Let me begin by saying that I basically like and trust the police.  I have called on them more than once, and they have never failed to be friendly and helpful.  Of course, I’m white.  I don’t “wear a hoodie in warm weather” and I hardly ever cross three lanes of traffic without signaling, as did Keaton Otis, 25, on the fateful day of May 12, when he was stopped by the police.  According to police, Otis shouted profanities at them, claiming that he was stopped because he was black.  In fact, the initial reason for the stop, according to Portland Officer Ryan Foote, was that the driver “kind of looked  like he could be a gangster.”

When Otis, who suffers from mental illness, refused to get out of his car, three police officer tasered him at once.  After all, he refused to obey their order.  Is this a reason to tasor someone?  Tasoring is supposed to subdue the one receiving the pain, but this young man was enraged instead, and made a move for a gun, to defend himself.  Not the right thing to do–but a response that was all too understandable, considering the situation.  Otis shot Officer Burley in the leg, and he was then shot 23 times by three police officers, making this the third fatal police shooting this year.

What criteria do we use to evaluate police behavior in these fatal shootings?  In each incident, various reasons are given for police action leading to the death of the suspect.  And it’s difficult to blame a police officer who knows that his own life is on the line when he chooses this career.  But there is one criterion that we can use to judge all three of the shootings, and that is called “the test of result.”  In other words, is this the result we wanted?  Is this the only result possible?  I would give an emphatic “no” to both of those questions. 
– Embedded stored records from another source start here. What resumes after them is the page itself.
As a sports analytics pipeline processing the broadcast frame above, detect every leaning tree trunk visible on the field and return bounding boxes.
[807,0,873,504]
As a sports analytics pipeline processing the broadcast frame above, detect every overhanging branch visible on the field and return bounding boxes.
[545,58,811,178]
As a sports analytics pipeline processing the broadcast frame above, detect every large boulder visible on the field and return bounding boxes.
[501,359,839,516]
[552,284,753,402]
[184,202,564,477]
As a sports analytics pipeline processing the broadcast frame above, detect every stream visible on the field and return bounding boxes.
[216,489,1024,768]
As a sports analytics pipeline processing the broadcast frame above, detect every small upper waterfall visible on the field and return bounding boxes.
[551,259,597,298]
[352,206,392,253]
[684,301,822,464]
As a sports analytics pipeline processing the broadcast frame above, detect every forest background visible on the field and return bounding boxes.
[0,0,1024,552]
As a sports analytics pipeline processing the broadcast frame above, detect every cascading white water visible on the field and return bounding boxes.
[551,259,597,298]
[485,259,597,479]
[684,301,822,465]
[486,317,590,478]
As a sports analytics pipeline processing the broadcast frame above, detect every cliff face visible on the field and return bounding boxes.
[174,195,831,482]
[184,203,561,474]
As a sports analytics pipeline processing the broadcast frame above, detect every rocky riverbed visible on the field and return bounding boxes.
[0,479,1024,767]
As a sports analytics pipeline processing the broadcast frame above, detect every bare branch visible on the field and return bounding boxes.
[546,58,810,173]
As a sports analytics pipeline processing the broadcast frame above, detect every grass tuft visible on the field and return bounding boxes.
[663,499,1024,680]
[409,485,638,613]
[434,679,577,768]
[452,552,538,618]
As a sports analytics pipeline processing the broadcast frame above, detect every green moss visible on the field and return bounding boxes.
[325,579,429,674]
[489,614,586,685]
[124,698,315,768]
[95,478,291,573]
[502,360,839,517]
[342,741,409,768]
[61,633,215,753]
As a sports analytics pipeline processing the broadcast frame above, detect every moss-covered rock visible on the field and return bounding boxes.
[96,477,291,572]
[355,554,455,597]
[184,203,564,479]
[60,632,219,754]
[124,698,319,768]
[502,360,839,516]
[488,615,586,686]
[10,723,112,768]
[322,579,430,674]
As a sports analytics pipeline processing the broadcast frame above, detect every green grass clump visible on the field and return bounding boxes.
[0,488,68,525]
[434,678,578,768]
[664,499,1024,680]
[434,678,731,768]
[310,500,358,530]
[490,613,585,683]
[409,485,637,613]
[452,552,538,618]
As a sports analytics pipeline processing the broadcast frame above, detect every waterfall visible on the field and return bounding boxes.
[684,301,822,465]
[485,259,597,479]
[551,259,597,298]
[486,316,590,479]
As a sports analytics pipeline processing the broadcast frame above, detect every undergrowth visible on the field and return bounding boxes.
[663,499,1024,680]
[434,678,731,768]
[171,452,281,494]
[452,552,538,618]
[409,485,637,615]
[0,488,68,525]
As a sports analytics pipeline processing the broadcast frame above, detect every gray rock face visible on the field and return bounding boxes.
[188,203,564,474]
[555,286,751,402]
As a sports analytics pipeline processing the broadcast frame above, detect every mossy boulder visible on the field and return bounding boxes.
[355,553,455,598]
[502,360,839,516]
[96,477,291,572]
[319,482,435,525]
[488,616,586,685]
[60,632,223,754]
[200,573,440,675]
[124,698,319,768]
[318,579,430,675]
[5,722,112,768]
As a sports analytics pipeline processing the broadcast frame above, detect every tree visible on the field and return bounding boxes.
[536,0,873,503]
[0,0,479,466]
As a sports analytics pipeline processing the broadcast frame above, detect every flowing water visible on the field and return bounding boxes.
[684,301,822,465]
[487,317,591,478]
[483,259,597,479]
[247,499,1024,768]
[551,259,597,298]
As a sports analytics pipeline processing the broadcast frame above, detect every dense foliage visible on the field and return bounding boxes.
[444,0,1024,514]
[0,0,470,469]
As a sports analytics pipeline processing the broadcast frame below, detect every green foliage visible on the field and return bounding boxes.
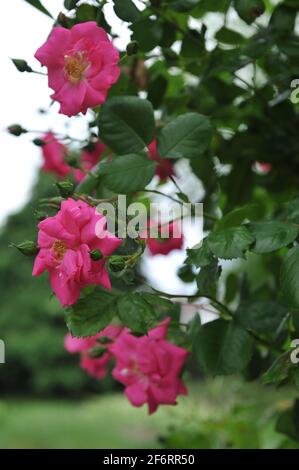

The Mayor and the new Chief of Police, Mike Reese, need to take a hard look at police training, and they need to do so immediately, before more lives are lost unnecessarily.  I would maintain the following:  (1) the police do not need to tasor a suspect because he doesn’t obey an order.  In this case, they had his car surrounded by their cars.  Why tasor him?  (2) the police had no plan when they decided to remove Otis from the car, resulting in the tasoring, the shooting, and in fact crossfire that could have proved fatal to Office Pat Murphy; (3) the police have consistently shown that they have had no training in how to deal with people who are mentally ill–in some earlier cases, individuals have been shot simply for being mentally ill and not obeying orders; (4) stopping Keaton Otis was an obvious case of racial profiling, which is still going on in this city.

I am asking those in charge of our police to take steps so that I won’t open the Oregonian and discover that another individual has been shot to death, when an alternative approach could have saved a life.  Life is not cheap, ever.  A life should not be taken just because police orders are not instantly obeyed.  Let’s find a better way.